Check Point Appliances
Gartner rates Check Point a Leader for its enterprise-quality security features and ease of management. Recent improvements in areas like ransomware protection keep the company's position strong. The vendor is best for midrange organizations seeking strong security and robust management features. Strengths include threat detection, extraction and intelligence, intrusion prevention, sandboxing, reporting and auditing. Price, email quarantine, limited decryption and performance capacity are shortcomings. The appliances covered here – the Check Point 700 and 1400 – serve small and remote branch office deployments. They deliver sandboxing, threat protection, flexible network connectivity, firewall, IPS, IPsec VPN, application control, anti-spam, antivirus, anti-bot, URL filtering, email security, and user awareness.

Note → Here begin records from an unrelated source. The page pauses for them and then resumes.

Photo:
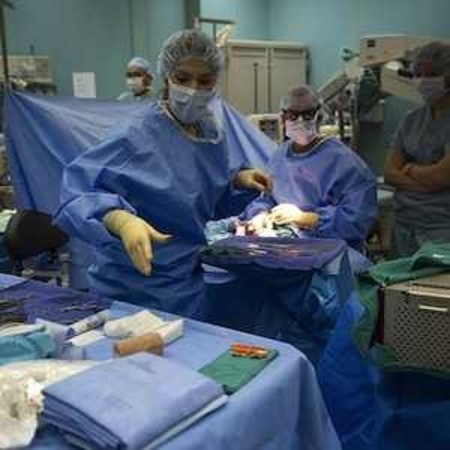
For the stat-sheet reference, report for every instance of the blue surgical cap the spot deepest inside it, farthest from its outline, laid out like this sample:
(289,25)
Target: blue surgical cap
(437,55)
(189,44)
(301,98)
(142,63)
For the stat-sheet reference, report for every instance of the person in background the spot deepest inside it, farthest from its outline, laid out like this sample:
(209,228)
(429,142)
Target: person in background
(321,187)
(143,196)
(139,81)
(418,165)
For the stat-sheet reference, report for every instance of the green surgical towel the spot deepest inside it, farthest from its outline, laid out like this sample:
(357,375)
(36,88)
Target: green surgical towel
(233,372)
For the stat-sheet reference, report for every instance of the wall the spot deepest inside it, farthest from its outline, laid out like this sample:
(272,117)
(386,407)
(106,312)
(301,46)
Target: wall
(83,35)
(87,35)
(328,25)
(251,16)
(153,22)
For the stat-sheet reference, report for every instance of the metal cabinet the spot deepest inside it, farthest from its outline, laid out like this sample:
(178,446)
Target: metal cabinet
(258,73)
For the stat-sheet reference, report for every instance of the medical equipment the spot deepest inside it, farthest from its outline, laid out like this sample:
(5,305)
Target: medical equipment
(392,55)
(30,234)
(89,323)
(417,322)
(270,124)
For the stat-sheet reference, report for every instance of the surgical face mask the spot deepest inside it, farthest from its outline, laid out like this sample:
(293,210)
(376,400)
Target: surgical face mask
(431,88)
(187,104)
(135,84)
(302,131)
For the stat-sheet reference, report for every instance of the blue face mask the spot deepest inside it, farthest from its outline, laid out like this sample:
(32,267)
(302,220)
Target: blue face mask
(188,105)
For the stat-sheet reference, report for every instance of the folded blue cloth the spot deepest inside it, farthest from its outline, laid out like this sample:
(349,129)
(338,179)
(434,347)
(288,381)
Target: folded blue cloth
(127,403)
(24,347)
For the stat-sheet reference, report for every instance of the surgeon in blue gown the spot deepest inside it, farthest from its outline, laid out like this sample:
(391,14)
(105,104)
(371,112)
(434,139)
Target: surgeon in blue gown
(143,196)
(321,187)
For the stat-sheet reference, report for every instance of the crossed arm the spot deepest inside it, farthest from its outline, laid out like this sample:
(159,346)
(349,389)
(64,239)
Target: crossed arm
(414,177)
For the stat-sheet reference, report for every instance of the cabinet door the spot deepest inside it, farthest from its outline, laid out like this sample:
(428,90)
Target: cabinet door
(247,79)
(287,68)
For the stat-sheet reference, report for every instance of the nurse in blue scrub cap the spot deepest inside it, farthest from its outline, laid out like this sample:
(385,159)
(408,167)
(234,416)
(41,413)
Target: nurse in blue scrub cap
(143,196)
(418,165)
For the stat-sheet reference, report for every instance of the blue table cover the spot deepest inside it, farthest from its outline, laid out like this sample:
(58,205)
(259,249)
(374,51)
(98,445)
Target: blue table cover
(280,409)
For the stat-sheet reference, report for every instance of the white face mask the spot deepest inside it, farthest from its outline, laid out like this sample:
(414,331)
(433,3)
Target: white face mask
(187,104)
(431,88)
(135,84)
(302,131)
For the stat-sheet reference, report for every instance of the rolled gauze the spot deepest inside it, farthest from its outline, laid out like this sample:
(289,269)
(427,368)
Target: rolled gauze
(149,342)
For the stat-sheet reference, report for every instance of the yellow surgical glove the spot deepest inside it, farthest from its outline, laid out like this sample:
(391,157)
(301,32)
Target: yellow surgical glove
(261,222)
(287,213)
(137,237)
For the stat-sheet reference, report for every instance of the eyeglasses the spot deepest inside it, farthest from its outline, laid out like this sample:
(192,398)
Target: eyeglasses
(135,74)
(292,114)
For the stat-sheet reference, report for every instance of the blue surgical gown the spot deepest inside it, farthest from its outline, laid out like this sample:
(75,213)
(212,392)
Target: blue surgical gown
(330,180)
(150,168)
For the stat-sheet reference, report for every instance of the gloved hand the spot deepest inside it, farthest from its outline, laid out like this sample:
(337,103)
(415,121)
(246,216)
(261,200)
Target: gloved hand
(136,235)
(260,222)
(253,179)
(286,213)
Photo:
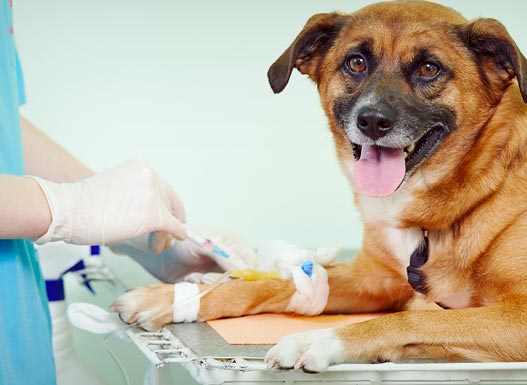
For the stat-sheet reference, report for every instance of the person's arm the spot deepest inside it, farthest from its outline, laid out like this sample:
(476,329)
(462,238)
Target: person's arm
(24,210)
(46,159)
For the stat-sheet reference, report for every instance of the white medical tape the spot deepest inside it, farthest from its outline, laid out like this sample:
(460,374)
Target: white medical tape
(186,302)
(311,296)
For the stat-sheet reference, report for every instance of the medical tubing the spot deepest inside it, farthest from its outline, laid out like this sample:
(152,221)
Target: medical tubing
(115,358)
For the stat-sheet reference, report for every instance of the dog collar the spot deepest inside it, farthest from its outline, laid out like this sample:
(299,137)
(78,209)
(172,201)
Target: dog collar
(419,257)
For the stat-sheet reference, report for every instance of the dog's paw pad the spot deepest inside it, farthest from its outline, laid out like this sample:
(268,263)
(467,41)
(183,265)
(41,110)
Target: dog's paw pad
(148,307)
(311,351)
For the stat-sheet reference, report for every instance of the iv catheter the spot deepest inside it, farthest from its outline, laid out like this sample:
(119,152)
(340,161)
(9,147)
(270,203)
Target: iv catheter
(206,244)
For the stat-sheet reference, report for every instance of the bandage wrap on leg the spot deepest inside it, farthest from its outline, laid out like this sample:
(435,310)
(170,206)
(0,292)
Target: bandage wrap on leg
(312,292)
(186,302)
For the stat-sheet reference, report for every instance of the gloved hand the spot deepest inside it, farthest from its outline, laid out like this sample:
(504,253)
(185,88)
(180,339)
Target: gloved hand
(121,203)
(184,257)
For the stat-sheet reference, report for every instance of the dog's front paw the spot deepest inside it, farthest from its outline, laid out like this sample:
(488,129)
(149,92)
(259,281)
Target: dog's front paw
(311,351)
(149,307)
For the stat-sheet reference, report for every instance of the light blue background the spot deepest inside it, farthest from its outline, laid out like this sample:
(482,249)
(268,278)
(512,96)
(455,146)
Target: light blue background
(183,84)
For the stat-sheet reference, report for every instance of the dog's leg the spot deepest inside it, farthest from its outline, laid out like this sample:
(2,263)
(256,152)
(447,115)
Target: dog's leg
(493,333)
(362,285)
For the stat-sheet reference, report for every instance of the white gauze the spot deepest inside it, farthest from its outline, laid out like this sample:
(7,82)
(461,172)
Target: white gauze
(186,302)
(311,294)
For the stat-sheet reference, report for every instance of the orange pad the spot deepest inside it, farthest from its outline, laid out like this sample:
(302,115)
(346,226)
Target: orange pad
(267,329)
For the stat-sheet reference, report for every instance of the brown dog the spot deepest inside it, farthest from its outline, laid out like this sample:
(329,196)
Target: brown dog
(428,115)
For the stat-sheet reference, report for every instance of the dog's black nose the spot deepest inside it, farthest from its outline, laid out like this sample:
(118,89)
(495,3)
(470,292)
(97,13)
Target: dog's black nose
(375,122)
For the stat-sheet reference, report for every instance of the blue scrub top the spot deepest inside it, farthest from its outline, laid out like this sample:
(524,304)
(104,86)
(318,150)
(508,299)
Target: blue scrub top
(26,356)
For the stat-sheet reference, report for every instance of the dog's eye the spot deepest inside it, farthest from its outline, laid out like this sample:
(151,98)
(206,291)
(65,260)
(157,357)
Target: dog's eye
(357,63)
(428,70)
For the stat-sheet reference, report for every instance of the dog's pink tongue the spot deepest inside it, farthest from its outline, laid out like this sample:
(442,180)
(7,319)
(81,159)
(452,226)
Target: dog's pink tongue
(380,170)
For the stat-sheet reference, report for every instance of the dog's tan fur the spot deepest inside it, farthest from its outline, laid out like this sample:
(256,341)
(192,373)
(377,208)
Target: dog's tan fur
(470,195)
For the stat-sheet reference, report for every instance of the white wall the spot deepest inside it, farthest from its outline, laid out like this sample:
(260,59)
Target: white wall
(183,84)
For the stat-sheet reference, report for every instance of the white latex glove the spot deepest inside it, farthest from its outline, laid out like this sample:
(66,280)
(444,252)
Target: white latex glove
(184,257)
(121,203)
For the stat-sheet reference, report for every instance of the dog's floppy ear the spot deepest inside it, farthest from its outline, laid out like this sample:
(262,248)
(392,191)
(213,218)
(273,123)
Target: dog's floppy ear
(307,49)
(489,39)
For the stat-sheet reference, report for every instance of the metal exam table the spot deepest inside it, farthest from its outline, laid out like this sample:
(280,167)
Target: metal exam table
(210,360)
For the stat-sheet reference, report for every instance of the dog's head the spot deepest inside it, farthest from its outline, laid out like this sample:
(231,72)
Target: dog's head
(399,79)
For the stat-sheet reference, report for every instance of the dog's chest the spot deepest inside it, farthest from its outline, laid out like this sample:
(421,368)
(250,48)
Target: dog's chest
(402,242)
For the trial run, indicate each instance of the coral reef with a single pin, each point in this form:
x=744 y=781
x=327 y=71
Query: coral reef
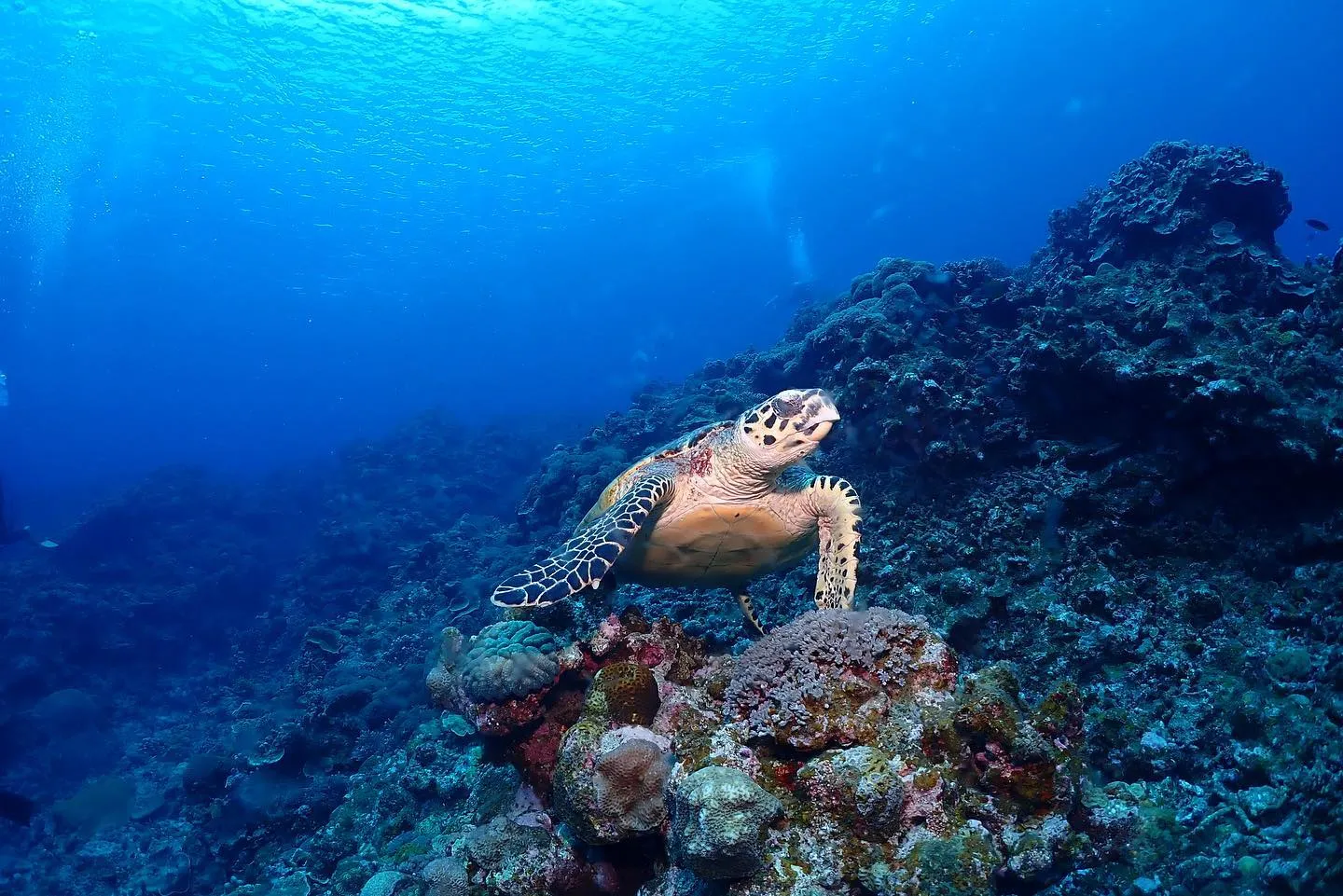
x=1099 y=649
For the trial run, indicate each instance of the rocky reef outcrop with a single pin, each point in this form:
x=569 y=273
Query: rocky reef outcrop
x=870 y=765
x=1098 y=649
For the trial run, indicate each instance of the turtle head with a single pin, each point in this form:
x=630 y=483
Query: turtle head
x=787 y=427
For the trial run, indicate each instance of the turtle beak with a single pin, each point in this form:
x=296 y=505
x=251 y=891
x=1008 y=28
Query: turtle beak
x=823 y=422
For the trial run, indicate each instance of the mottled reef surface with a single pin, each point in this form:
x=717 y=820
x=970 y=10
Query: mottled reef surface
x=1098 y=648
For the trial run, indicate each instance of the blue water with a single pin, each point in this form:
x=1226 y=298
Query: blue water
x=243 y=232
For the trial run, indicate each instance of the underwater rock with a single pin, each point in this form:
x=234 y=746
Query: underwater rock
x=498 y=680
x=830 y=677
x=719 y=822
x=861 y=786
x=610 y=785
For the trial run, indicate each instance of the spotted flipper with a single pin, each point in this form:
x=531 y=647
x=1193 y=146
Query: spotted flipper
x=748 y=610
x=586 y=558
x=838 y=515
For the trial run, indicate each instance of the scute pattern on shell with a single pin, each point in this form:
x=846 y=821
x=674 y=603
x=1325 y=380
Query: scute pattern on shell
x=509 y=660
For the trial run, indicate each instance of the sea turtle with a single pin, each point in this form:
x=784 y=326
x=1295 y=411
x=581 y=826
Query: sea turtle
x=716 y=508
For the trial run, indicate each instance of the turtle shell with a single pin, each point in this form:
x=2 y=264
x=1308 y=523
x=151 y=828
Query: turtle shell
x=668 y=451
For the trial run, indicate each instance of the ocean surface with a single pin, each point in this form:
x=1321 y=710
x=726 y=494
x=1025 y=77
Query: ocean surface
x=320 y=319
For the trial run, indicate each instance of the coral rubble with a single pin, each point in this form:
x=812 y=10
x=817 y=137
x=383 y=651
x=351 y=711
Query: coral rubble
x=1099 y=648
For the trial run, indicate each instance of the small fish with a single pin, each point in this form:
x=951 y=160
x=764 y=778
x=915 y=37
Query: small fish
x=17 y=809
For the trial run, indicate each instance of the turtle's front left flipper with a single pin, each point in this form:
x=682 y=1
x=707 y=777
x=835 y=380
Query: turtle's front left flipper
x=589 y=554
x=838 y=514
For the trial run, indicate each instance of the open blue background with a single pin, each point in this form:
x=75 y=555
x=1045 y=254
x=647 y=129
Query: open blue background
x=241 y=232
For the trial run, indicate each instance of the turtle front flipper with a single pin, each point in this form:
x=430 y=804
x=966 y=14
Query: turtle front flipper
x=591 y=552
x=837 y=508
x=748 y=610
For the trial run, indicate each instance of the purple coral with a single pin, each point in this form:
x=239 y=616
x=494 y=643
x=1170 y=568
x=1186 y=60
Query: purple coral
x=829 y=677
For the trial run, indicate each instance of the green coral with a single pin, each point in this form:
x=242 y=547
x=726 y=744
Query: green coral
x=719 y=822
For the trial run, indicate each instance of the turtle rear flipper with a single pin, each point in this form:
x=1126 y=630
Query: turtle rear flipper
x=585 y=559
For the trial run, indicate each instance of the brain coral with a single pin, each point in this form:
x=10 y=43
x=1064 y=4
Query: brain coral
x=829 y=677
x=509 y=660
x=719 y=822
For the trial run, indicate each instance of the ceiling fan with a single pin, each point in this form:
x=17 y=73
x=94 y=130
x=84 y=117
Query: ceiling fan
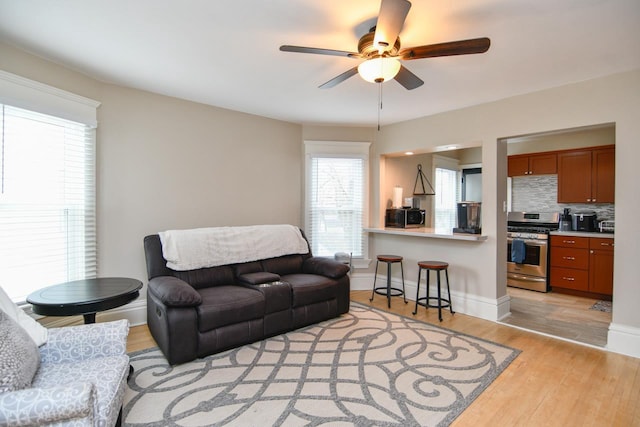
x=380 y=49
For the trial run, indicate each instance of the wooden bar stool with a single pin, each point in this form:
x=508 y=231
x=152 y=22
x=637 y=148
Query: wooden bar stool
x=388 y=290
x=436 y=266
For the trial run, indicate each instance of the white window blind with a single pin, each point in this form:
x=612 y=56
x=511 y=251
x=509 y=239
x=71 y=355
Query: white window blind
x=336 y=198
x=447 y=193
x=47 y=201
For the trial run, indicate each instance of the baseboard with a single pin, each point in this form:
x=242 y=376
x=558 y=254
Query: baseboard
x=624 y=339
x=472 y=305
x=135 y=312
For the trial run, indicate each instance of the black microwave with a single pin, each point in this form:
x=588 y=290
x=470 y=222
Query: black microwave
x=404 y=218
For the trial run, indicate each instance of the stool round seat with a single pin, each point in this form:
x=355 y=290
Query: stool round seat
x=433 y=265
x=388 y=290
x=389 y=258
x=438 y=301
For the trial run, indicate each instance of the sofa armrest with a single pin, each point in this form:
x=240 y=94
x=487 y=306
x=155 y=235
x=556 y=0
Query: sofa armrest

Rohde & Schwarz Gateprotect
Germany-based Rohde & Schwarz is largely limited to German and EMEA markets, where channel support is available. The company gets strong marks for management and policy. Another selling point is its "no backdoor" policy – an effective pitch for those wary of U.S. vendors. Areas for improvement include sandboxing, threat intelligence, centralized monitoring and reporting, false positives, and support. Gateprotect UTM firewalls are designed to meet the security requirements of small and medium-sized companies to protect the network and data against spam, viruses and malware. Features include single sign-on, traffic shaping, QoS, IPSec/SSL intrusion detection and prevention system (IDS/IPS), Web filters and virus filters.